If you are making decisions based on cash flow "I have just closed on a new house and have this rented out. Rent doesn't cover mortgage and the excess is about the same as the repayments on boyfriends house" without taking the tax into account, it is very much to do with the issue.


----------



## terrysgirl33 (9 Jun 2006)

If you are a serious couple, get married and sort out your finances as a couple.  (I'm saying this because being married makes a big difference legaly)  Decide together if having two (or three) houses makes sense for you as a family, or whether you are better off selling the extra houses.

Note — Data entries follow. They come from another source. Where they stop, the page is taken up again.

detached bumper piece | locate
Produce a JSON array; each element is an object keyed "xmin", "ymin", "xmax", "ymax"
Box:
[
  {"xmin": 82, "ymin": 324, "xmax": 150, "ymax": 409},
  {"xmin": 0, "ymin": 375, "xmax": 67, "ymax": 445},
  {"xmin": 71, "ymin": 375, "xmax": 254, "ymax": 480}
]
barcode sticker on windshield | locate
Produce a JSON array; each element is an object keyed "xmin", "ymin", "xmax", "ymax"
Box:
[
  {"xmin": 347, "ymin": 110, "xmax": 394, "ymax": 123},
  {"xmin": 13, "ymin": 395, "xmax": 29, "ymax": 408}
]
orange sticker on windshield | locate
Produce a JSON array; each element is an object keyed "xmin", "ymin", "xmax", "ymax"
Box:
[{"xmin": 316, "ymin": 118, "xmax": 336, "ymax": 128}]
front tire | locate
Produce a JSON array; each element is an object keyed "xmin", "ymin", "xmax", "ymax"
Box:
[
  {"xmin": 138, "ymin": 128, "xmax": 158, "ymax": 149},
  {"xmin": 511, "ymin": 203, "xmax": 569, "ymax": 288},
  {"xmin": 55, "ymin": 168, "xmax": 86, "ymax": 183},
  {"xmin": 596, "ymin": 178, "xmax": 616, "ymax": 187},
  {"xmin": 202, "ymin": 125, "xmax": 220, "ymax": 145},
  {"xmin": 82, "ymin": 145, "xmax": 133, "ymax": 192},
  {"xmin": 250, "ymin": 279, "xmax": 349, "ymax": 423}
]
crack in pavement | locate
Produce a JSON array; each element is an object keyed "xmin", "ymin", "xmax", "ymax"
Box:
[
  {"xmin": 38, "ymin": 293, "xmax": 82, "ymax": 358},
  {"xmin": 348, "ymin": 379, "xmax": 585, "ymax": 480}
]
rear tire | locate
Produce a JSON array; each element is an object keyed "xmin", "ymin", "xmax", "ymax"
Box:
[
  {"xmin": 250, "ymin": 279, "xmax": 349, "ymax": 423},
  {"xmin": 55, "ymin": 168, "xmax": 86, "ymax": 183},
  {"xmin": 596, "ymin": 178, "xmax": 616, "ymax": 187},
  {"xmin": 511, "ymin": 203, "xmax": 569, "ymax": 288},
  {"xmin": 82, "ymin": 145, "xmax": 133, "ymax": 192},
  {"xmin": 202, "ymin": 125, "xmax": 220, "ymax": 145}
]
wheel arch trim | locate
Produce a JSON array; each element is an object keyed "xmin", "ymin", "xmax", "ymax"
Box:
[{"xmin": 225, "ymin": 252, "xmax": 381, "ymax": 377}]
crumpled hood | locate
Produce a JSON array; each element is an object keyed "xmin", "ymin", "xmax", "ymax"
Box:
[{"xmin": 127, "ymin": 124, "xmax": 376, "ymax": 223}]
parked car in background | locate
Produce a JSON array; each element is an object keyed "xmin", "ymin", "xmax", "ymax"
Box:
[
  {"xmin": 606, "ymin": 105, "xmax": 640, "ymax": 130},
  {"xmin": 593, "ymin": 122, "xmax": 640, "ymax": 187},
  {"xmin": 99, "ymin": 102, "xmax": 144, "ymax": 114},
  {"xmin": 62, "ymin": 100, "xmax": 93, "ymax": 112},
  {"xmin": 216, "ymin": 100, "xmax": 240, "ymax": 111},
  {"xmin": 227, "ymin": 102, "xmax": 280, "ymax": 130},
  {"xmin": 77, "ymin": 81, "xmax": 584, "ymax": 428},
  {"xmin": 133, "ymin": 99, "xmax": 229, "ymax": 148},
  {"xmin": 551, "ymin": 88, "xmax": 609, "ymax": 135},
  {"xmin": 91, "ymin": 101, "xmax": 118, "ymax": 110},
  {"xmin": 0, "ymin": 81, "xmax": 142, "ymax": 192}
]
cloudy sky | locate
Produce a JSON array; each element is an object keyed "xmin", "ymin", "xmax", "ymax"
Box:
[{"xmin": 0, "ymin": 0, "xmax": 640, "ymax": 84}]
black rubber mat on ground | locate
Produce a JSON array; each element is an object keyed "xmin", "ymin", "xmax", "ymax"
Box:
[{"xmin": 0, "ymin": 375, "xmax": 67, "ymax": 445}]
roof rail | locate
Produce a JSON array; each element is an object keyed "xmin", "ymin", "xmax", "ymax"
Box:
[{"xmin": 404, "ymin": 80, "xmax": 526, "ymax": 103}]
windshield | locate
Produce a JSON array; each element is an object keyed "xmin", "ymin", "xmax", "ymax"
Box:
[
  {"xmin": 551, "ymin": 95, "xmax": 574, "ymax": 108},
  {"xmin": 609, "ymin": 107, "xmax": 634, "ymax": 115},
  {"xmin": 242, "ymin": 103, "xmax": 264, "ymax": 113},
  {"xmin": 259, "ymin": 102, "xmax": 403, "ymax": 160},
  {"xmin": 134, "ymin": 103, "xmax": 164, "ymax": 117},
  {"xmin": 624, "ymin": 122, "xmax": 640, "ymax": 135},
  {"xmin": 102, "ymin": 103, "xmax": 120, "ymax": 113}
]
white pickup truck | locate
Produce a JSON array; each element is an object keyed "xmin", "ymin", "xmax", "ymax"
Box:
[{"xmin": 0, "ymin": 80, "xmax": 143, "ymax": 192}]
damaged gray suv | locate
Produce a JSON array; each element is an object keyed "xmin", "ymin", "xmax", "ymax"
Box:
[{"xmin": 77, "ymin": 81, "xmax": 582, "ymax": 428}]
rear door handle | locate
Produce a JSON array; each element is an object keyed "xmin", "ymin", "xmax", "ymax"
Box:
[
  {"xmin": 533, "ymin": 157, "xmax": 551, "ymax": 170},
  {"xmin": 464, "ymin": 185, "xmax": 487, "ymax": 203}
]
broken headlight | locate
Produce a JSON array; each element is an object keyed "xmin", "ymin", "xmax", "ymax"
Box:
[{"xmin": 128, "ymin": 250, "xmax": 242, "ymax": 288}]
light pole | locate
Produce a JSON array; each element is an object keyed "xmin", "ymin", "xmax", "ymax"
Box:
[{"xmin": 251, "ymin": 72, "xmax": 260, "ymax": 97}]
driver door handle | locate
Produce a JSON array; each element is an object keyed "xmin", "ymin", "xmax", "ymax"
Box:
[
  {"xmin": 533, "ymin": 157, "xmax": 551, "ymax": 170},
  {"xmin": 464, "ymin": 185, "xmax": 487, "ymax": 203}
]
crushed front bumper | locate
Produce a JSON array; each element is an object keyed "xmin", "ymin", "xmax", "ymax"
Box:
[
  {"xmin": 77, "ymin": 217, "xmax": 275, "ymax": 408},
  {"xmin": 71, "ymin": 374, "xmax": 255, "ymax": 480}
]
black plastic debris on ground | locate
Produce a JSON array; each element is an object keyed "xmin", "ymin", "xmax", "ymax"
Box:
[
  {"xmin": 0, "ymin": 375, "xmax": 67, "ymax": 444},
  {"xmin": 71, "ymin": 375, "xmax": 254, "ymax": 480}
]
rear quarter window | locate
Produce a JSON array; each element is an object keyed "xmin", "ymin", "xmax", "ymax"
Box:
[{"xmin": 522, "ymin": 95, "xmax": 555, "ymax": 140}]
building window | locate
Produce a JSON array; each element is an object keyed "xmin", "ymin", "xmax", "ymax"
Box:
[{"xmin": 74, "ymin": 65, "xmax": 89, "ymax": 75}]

If you are not planning on getting married, don't combine your finances.  Pay your boyfriend rent, and accept that you can't afford this house that you have bought, figure out some way of paying the mortgage as the rent isn't enough to cover it.

I realise you have done work on your boyfriends house, but why did you do that?  You have no (financial) interest in that house and you were wasting your time.


----------



## dweller (20 Jun 2006)

I agree with that.He should look after his own interests.If I were you I wouldn't bother doing any work on his house.It's not your problem and you're a bigger fool to do it.Then things will not be confusing.


----------



## Persius (11 Jul 2006)

I've read on other threads in this forum (and elsewhere) that you generally don't get your money back on resale for improvements to the house. So if it cost you €5,000 to do up the back garden, this may only add €2,000 to the potential resale value of the house.

Considering how complicated the whole thing sounds, seperate finances seems the best to me. You rent from him for a fixed rate. He pays for any maintenance/improvements to the house - as a tenant you're not liable for this, and shouldn't be expected to pay it.


----------